Michael Bloomberg Joins Gov. Brown to Attack Trump on Climate Change

Former New York City Mayor Michael Bloomberg addresses the United States Conference of May
Joe Raedle/Getty

Former NYC Mayor Michael Bloomberg teamed up with Gov. Brown at Thursday’s Global Summit to attack President Trump for withdrawing from the UN’s Paris Climate Change Agreement.

The Co-Chairmen of the Global Climate Action Summit called a press conference at San Francisco’s Moscone Convention Center to promote their ‘America’s Pledge Initiative’ that calls for actions by states, cities and businesses and other non-national actors in the United States to drive down their greenhouse gas emissions consistent with the goals of the Paris Agreement.

Gov. Brown said: “It borders not only on insanity but criminality. The only way we’re going to get global warming under control is the reduce the big pollutants,” according to PBS News.

Brown was especially harsh regarding President Trump’s attempt in early August to try to roll back California’s corporate average fuel economy standards (CAFE) for vehicle fuel mileage and the prior administration’s methane gas emissions rules: “It borders not only on insanity but criminality. The only way we’re going to get global warming under control is to reduce the big pollutants.”

America’s Pledge claims the key to achieve the 2015 Paris Agreement’s goal to cut U.S. carbon emissions by 2025 to 28 percent less than 2005 levels, given the withdrawal  by the American President, is “sectoral transformation” in electricity, buildings, transportation, HFCs, methane, natural lands, and economy-wide carbon pricing.

Bloomberg also blamed the President, but said, “We have market forces at our back and we have the public at our side, so I Iike our chances.”
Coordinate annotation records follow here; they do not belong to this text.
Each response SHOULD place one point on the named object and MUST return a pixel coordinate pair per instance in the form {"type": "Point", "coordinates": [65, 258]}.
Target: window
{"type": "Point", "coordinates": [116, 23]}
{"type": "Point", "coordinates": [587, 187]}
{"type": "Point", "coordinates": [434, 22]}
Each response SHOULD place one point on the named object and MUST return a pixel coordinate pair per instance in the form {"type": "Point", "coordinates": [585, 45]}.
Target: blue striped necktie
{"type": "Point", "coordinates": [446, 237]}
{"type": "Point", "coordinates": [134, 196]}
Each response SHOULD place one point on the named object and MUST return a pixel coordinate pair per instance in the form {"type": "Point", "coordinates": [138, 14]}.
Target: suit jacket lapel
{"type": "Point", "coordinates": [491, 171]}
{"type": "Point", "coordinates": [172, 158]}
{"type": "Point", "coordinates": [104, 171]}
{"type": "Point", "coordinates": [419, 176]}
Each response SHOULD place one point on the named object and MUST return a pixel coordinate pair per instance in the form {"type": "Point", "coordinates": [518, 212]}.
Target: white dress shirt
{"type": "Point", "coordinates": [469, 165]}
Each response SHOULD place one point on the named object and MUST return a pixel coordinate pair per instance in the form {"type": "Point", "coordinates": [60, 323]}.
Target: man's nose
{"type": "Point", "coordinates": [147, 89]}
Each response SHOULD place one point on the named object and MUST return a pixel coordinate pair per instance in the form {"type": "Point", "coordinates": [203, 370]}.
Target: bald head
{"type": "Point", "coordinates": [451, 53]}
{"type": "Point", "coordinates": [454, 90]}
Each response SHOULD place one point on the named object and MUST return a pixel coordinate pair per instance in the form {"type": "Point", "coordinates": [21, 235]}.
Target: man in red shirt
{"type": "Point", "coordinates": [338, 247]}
Key to America’s Agreement success are 10 high-impact decarbonization opportunities:

  1. Double down on renewable energy targets;
  2. Accelerate the retirement of coal power;
  3. Retrofit buildings at key trigger points
  4. Electrify building energy use;
  5. Accelerate electric vehicle adoption;
  6. Phase out super-polluting Hydrofluorocarbons;
  7. Stop methane leaks at the oil and gas wellheads;
  8. Reduce methane leaks in the cities;
  9. Regional strategies for carbon sequestration in natural and working lands; and
  10. State coalition for carbon pricing

To make sure that these opportunities that involve costs and subsidies that may be unpopular with a majority of voters get pursued, California Attorney General Xavier Becerra trumpeted that a coalition of five state attorneys general are supporting a ‘Lawyers for a Sustainable Economy Initiative’ that will feature nine U.S. law firms pledging to provide pro bono legal support to entrepreneurs and community-based non-profits to help advance their work in key climate and sustainability issues.

But while Brown and Bloomberg were speaking, protesters were chanting that Gov. Brown was not serious about fighting climate. The Sacramento Bee reported on Thursday morning that Brown’s administration over the last 8 years in office has approved more than 200 new offshore wells in state waters and more than 23,000 oil and gas drilling permits.